Bezahlung, Abschlagszahlung, Vorauszahlung u. Schlusszahlung
Die Abschlagszahlung, die Vorauszahlung und die Schlusszahlung im Baurecht und im Werkvertragsrecht.
Im Werkvertragsrecht tritt die Fälligkeit der Werklohnforderung mit der Abnahme der Werkleistung ein (§ 641 BGB). Grundsätzlich ist also der Werkunternehmer vorleistungspflichtig und muss seine Leistung über die gesamte Zeit bis zur Vollendung wirtschaftlich vorfinanzieren.
Ein Recht auf Abschlagszahlungen hat der Werkunternehmer nur, sofern Abschlagszahlungen vereinbart wurden und im übrigen unter den Voraussetzungen des § 632 a BGB.

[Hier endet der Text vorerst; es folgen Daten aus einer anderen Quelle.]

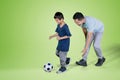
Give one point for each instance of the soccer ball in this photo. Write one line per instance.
(48, 67)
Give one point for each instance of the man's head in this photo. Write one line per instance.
(59, 18)
(79, 18)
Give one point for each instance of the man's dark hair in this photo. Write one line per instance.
(78, 15)
(58, 15)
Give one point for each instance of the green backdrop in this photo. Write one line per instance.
(25, 26)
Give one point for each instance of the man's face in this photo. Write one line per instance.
(78, 22)
(58, 21)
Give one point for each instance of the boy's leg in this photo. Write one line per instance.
(57, 53)
(63, 56)
(97, 49)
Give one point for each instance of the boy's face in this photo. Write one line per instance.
(78, 22)
(59, 21)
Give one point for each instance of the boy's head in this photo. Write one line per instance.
(78, 18)
(59, 18)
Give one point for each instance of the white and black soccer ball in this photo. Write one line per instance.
(48, 67)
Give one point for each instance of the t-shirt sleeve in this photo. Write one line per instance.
(67, 31)
(56, 29)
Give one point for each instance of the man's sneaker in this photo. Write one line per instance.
(100, 62)
(82, 62)
(61, 70)
(67, 61)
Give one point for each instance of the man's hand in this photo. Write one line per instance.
(50, 37)
(84, 51)
(58, 38)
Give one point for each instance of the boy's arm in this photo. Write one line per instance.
(85, 32)
(52, 36)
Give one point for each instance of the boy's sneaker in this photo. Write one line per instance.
(67, 61)
(100, 62)
(61, 70)
(82, 62)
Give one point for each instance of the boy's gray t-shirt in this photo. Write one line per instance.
(93, 25)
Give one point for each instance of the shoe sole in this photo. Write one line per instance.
(101, 64)
(80, 64)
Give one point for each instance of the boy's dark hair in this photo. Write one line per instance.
(78, 15)
(58, 15)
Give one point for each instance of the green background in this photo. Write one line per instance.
(25, 26)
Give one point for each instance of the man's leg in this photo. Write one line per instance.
(62, 56)
(83, 61)
(57, 53)
(97, 48)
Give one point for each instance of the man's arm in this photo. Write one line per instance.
(52, 36)
(85, 32)
(61, 38)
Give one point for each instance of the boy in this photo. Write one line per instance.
(93, 30)
(63, 36)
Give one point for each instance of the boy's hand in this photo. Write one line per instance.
(58, 38)
(50, 37)
(84, 51)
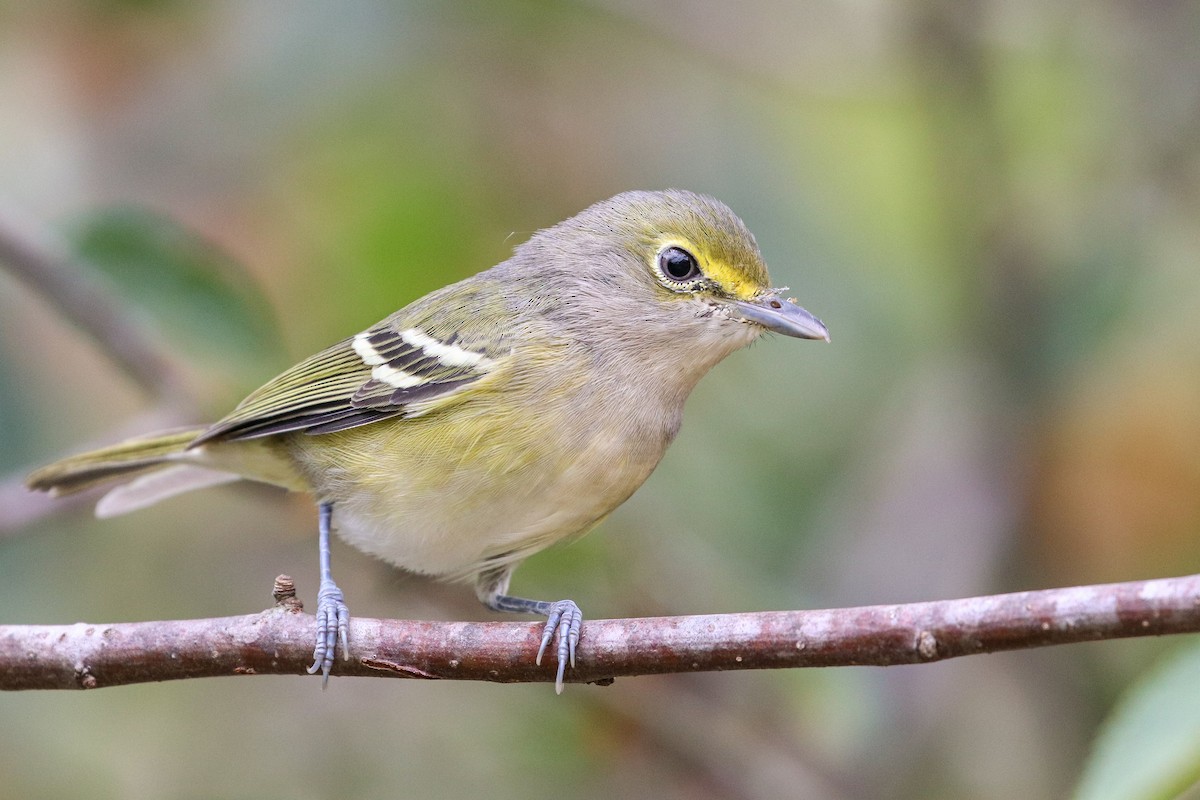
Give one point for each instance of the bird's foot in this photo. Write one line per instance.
(333, 626)
(563, 624)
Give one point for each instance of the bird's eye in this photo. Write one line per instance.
(678, 264)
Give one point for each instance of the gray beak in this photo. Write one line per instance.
(780, 316)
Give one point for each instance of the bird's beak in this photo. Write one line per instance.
(781, 316)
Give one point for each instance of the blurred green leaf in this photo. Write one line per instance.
(199, 299)
(1150, 746)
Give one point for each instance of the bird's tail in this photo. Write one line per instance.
(147, 469)
(119, 462)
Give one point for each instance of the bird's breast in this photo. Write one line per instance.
(496, 486)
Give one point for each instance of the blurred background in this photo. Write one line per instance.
(993, 205)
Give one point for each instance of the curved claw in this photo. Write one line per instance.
(333, 626)
(563, 621)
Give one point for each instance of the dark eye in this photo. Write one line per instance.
(678, 264)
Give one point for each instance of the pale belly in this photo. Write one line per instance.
(496, 512)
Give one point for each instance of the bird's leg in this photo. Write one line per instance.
(563, 617)
(333, 615)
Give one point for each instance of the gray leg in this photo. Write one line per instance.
(563, 617)
(333, 615)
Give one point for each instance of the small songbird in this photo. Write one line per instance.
(491, 417)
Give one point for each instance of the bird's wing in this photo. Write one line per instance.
(408, 365)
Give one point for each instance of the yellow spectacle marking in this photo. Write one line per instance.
(732, 278)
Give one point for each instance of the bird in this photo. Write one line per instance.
(491, 417)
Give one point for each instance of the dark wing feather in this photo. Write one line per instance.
(347, 386)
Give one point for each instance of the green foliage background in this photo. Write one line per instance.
(993, 205)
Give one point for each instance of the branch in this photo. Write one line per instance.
(279, 641)
(45, 264)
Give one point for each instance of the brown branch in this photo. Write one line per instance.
(280, 641)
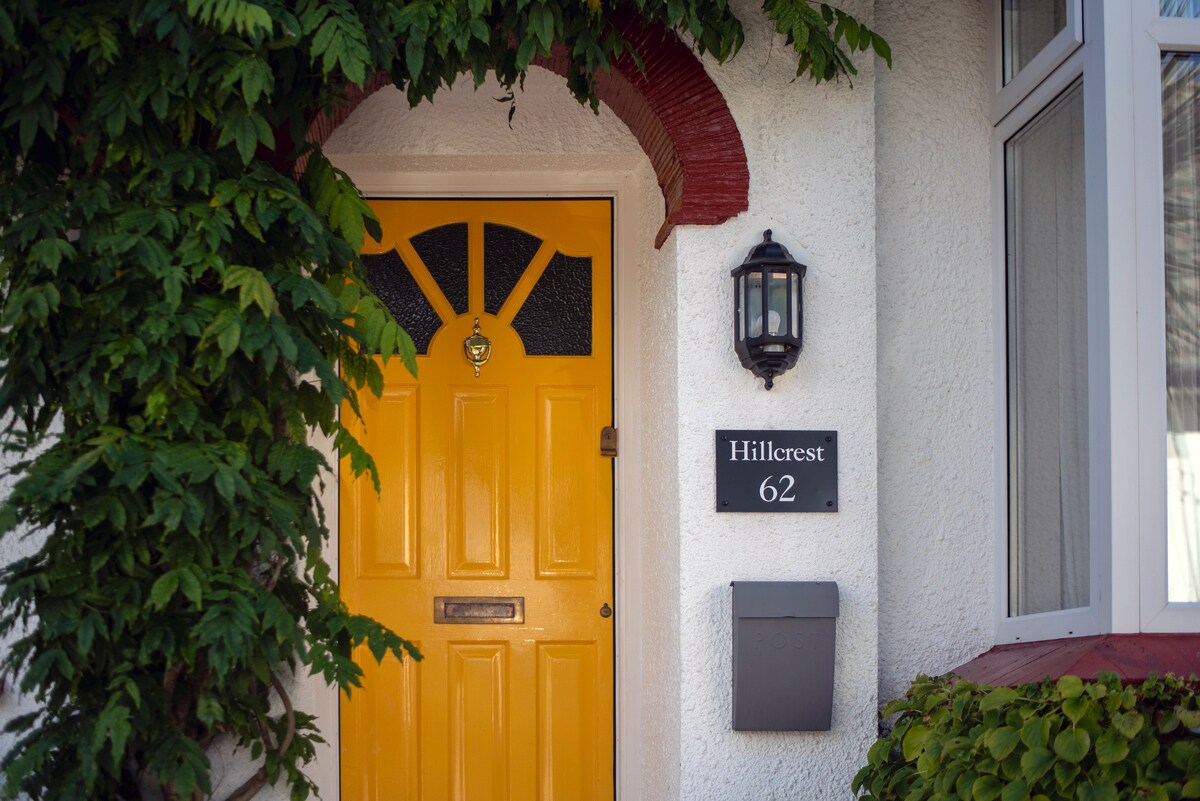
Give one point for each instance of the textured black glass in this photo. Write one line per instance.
(507, 253)
(444, 252)
(397, 289)
(556, 319)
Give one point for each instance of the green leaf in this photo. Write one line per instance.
(987, 788)
(915, 741)
(1077, 708)
(1015, 790)
(541, 23)
(163, 589)
(1097, 792)
(1036, 733)
(1128, 723)
(1037, 763)
(997, 698)
(1072, 744)
(190, 586)
(1111, 747)
(1002, 741)
(253, 288)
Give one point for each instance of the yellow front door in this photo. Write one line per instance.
(490, 544)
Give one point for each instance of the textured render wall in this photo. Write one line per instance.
(811, 180)
(935, 339)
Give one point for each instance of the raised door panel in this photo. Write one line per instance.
(385, 522)
(478, 537)
(479, 721)
(568, 717)
(382, 758)
(565, 480)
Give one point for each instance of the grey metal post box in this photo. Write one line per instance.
(783, 655)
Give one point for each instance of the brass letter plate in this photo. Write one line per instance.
(475, 609)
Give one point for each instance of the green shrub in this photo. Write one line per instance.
(1056, 740)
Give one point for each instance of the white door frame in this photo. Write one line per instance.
(574, 176)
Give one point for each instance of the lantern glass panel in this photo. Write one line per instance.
(742, 308)
(777, 303)
(796, 306)
(754, 302)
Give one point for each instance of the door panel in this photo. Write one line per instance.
(491, 487)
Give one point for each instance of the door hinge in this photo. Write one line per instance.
(607, 441)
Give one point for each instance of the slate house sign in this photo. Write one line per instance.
(777, 471)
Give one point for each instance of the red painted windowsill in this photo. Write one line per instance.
(1131, 656)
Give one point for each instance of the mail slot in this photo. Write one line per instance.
(783, 655)
(478, 609)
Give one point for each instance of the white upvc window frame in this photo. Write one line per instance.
(1062, 62)
(1057, 49)
(1151, 37)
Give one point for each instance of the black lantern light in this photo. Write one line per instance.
(768, 309)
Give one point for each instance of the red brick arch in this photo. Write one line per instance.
(675, 110)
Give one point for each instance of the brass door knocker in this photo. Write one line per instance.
(478, 349)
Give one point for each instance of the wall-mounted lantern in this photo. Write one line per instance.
(768, 309)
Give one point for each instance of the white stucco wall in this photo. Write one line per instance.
(935, 341)
(811, 170)
(882, 190)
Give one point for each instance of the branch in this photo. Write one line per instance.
(251, 787)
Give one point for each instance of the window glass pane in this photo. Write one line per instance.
(1027, 26)
(1179, 7)
(1048, 554)
(1181, 162)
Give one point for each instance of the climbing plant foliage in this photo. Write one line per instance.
(1055, 740)
(181, 312)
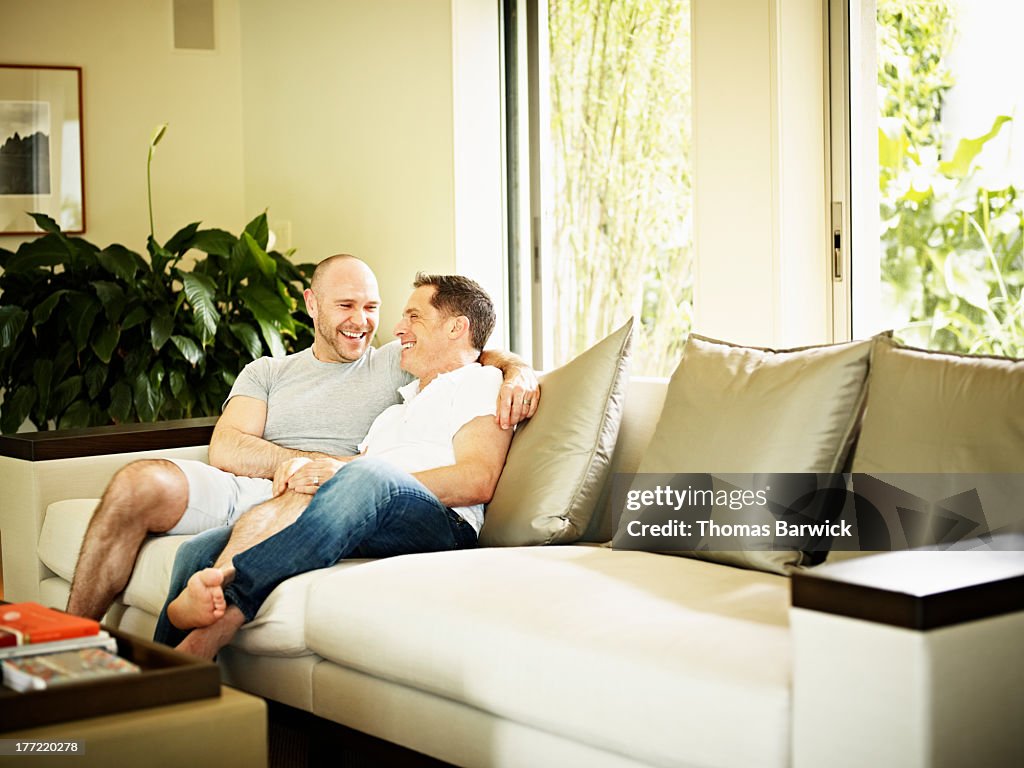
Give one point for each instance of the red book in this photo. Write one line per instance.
(32, 623)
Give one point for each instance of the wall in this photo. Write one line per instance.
(133, 81)
(348, 133)
(759, 153)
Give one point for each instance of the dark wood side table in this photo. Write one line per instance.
(910, 658)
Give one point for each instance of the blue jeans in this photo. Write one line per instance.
(368, 509)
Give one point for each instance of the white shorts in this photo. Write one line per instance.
(217, 498)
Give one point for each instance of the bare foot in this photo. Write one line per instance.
(206, 641)
(202, 601)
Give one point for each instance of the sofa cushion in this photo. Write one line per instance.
(741, 410)
(60, 541)
(280, 627)
(558, 463)
(278, 630)
(692, 650)
(940, 413)
(64, 529)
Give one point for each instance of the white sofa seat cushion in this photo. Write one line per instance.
(697, 653)
(280, 627)
(64, 529)
(60, 541)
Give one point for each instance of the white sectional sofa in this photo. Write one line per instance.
(580, 654)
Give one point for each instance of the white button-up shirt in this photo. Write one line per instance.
(419, 433)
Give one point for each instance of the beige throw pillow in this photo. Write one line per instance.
(742, 410)
(559, 460)
(933, 412)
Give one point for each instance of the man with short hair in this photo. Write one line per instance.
(274, 413)
(427, 467)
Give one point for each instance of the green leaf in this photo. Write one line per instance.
(147, 399)
(263, 261)
(966, 283)
(119, 261)
(112, 296)
(161, 330)
(62, 360)
(15, 409)
(188, 348)
(259, 230)
(76, 417)
(47, 251)
(893, 144)
(158, 133)
(177, 381)
(159, 255)
(81, 317)
(181, 241)
(200, 291)
(42, 376)
(95, 378)
(135, 316)
(249, 338)
(45, 223)
(105, 342)
(66, 393)
(43, 310)
(969, 148)
(215, 242)
(12, 320)
(120, 401)
(269, 313)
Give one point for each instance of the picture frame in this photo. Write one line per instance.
(42, 163)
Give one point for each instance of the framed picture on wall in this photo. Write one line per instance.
(41, 160)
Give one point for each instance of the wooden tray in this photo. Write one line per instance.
(168, 677)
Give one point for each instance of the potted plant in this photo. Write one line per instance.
(92, 336)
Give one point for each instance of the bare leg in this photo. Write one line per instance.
(145, 497)
(206, 641)
(262, 521)
(202, 601)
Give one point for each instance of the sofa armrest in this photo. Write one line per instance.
(910, 658)
(39, 468)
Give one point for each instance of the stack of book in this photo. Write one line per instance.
(41, 647)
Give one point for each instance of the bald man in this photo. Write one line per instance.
(275, 412)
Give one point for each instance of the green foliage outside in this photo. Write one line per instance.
(93, 336)
(951, 246)
(621, 127)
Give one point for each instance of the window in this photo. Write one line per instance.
(937, 171)
(598, 98)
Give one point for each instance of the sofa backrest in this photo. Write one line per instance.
(644, 397)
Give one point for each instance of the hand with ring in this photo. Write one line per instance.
(307, 478)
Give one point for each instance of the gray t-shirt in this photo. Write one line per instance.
(325, 407)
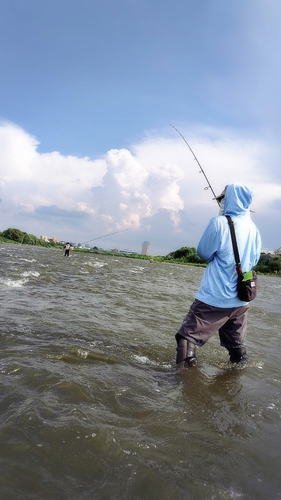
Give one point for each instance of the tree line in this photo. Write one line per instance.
(268, 263)
(14, 235)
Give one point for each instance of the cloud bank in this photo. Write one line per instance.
(153, 191)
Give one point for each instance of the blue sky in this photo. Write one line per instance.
(88, 89)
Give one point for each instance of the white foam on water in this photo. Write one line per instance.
(34, 274)
(13, 283)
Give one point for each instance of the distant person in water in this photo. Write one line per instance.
(66, 249)
(217, 307)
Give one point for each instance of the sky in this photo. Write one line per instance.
(89, 90)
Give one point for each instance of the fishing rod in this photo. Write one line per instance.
(196, 159)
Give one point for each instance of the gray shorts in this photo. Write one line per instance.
(202, 321)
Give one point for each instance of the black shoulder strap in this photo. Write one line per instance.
(234, 244)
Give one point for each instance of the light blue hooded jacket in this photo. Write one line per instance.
(219, 283)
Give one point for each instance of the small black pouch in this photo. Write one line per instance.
(247, 286)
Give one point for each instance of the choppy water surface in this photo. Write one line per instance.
(91, 406)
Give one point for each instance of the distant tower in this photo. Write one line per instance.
(145, 248)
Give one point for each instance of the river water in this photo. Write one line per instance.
(91, 406)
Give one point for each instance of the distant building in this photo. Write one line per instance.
(145, 248)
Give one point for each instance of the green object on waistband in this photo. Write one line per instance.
(248, 276)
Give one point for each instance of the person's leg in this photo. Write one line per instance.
(233, 335)
(200, 323)
(186, 352)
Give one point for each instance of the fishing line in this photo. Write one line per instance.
(200, 166)
(105, 235)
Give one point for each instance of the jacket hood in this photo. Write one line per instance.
(238, 199)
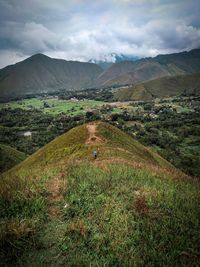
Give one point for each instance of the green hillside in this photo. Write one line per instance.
(41, 74)
(146, 69)
(161, 88)
(9, 157)
(127, 207)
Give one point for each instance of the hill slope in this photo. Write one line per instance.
(9, 157)
(162, 87)
(127, 207)
(40, 73)
(150, 68)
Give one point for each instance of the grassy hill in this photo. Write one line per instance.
(162, 87)
(42, 74)
(146, 69)
(9, 157)
(127, 207)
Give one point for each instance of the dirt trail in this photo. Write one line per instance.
(55, 197)
(93, 138)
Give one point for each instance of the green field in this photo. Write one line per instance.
(54, 106)
(129, 207)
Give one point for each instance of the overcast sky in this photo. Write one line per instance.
(85, 29)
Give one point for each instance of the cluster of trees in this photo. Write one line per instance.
(174, 135)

§ 632 a BGB regelt die Möglichkeit von Abschlagszahlungen für eine bereits erbrachte Teilleistung durch den Unternehmer (... in sich abgeschlossene Teilleistung ... erforderliche Stoffe oder Bauteile, die eigens angefertigt oder angeliefert worden sind ... vertragsgemäße Leistung ... Eigentumsverschaffung an den Besteller ... oder Sicherheitsleistung.)
Abweichende Regelungen sind zulässig (z.B. VOB/B § 16 Nr. 1; Für den Bauträgervertrag ist insbesondere die Verordnung über Abschlagszahlungen bei Bauträgerverträgen vom 23.05.01 und die Makler- und Bauträgerverordnung (Teilbeträge) zu beachten, da vom Bauträger i.d.R. die genannten Voraussetzungen in § 632 a BGB nicht erfüllt werden können).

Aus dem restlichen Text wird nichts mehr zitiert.